1 divided by the sunscreen’s SPF, subtracted from 1.

With an SPF 30:

1 – (1 ÷ 30) = 1 – (1/30 or 0.0333…) = 1 – 0.0333… = 0.9666…

The ellipses (…) means repeating, the 666 in the decimal number 0.9666 repeats forever.

For simplicity, we can round up 0.9666… to 0.97. We can then convert a decimal number to a percent by multiplying it by 100.

0.97 x 100 = 97%

What’s the basis of this math model? The SPF of our sunscreens are tested experimentally on real people. SPF is the ratio between the amount of UV the participants’ skin can be exposed to before sunburn with and without the sunscreen.

SPF can be affected by things that aren’t absorbing or reflecting UV – like antioxidants, anti-inflammatories, protection boosters, and an individual’s skin. We also know that not every wavelength of UV causes sunburn equally. The math model only accounts for the amount of UV the sunscreen passes through to the skin and the amount of UV it doesn’t.

That’s why these percentage protection numbers are a model, they’re a simplified representation. But models can be useful in understanding complicated things.

So let’s break down this model

1 – (1 ÷ SPF)

1 ÷ SPF represents the fraction of UV that the sunscreen lets through.

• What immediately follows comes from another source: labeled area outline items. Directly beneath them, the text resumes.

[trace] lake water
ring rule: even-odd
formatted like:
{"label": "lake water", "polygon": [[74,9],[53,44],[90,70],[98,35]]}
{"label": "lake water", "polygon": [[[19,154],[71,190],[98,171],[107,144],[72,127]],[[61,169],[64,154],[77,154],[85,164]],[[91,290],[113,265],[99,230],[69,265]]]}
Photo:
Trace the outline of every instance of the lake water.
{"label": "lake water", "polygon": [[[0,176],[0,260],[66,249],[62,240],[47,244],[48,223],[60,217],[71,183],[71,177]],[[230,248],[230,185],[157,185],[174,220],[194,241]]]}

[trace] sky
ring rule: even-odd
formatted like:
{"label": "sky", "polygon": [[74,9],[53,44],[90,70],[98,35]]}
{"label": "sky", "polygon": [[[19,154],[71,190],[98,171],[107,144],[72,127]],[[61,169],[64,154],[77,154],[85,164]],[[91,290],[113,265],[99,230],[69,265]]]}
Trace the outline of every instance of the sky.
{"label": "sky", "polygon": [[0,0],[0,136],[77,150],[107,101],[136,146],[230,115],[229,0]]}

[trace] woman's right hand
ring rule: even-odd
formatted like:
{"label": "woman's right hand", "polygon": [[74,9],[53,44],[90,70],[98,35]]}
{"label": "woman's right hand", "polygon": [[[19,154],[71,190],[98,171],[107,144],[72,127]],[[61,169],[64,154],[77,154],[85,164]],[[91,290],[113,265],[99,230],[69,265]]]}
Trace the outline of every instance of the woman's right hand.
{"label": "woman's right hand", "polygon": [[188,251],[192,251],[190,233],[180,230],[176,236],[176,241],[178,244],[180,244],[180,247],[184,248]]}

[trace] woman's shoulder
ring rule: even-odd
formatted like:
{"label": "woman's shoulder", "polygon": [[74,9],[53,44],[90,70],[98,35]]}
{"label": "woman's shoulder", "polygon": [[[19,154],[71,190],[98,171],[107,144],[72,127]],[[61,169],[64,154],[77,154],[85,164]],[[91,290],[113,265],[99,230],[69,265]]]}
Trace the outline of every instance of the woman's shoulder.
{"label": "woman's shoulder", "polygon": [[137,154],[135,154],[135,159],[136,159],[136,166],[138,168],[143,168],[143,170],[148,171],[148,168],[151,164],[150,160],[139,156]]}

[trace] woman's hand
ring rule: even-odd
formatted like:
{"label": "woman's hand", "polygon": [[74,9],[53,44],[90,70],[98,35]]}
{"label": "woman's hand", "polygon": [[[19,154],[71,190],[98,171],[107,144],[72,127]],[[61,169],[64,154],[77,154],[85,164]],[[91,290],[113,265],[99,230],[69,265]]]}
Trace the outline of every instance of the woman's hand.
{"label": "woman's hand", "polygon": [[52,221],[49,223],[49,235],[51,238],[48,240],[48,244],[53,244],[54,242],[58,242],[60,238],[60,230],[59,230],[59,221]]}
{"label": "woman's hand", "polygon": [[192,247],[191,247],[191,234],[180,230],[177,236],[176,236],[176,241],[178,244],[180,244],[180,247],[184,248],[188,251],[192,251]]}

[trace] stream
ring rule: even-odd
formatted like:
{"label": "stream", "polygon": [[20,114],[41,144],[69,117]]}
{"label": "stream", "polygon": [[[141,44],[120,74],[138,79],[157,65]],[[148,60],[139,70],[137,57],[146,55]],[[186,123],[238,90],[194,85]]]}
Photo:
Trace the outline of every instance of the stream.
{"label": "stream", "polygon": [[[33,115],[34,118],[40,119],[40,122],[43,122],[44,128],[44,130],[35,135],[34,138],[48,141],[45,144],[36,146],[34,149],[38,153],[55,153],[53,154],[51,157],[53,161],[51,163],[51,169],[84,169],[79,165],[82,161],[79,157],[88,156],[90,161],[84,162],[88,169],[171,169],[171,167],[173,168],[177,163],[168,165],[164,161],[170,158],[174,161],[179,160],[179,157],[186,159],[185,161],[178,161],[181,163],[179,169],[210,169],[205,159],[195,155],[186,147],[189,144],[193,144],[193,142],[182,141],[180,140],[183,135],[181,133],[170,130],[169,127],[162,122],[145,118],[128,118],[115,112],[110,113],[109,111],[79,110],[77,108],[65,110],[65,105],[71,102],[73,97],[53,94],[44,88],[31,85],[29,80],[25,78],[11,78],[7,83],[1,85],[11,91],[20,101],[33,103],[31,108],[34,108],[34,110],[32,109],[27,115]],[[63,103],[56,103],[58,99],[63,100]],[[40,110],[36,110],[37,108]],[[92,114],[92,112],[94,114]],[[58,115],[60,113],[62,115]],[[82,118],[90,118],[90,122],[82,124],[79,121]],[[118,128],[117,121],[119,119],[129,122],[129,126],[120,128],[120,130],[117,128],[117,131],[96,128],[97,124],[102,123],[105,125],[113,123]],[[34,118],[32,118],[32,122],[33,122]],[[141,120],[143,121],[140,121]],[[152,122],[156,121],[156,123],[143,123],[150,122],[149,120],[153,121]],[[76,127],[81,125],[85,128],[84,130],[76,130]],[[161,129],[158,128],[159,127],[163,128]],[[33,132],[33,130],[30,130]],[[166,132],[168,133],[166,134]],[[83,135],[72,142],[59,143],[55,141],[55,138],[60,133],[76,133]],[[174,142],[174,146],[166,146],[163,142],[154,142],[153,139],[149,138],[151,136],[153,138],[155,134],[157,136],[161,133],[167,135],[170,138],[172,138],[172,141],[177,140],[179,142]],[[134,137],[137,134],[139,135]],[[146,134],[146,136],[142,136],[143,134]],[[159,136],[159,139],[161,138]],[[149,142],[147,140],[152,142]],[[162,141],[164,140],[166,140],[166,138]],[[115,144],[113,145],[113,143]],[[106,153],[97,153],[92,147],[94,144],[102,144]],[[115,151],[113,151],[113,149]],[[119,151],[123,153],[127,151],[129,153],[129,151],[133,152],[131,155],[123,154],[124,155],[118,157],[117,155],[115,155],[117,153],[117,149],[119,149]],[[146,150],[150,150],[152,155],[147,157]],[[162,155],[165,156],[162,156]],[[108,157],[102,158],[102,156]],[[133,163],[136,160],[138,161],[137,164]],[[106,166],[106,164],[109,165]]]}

So in the model, an SPF 25 exposes the skin to 1 ÷ 25 or 1/25 or 0.04

To convert a decimal number into a percent we multiply by 100

0.04 x 100 gives us 4%.

If we want to know the fraction of UV that the sunscreen prevents from reaching the skin in this model, we subtract it from the total, which is 100%. 100% can be written as 1/1 or 1 or 25/25.

1 – (1 ÷ SPF)

With an SPF 25, we can write 1 as 25/25

1 – (1 ÷ 25) = 1 – (1/25) = 25/25 – (1/25) = 24/25 or 0.96

To convert a decimal number into a percent we multiply 0.96 by 100, which gives us 96%.

The model doesn’t account for how, or really what form of UV. Just the UV that causes sunburn – which SPF is a ratio of, and what is being allowed through and not let through.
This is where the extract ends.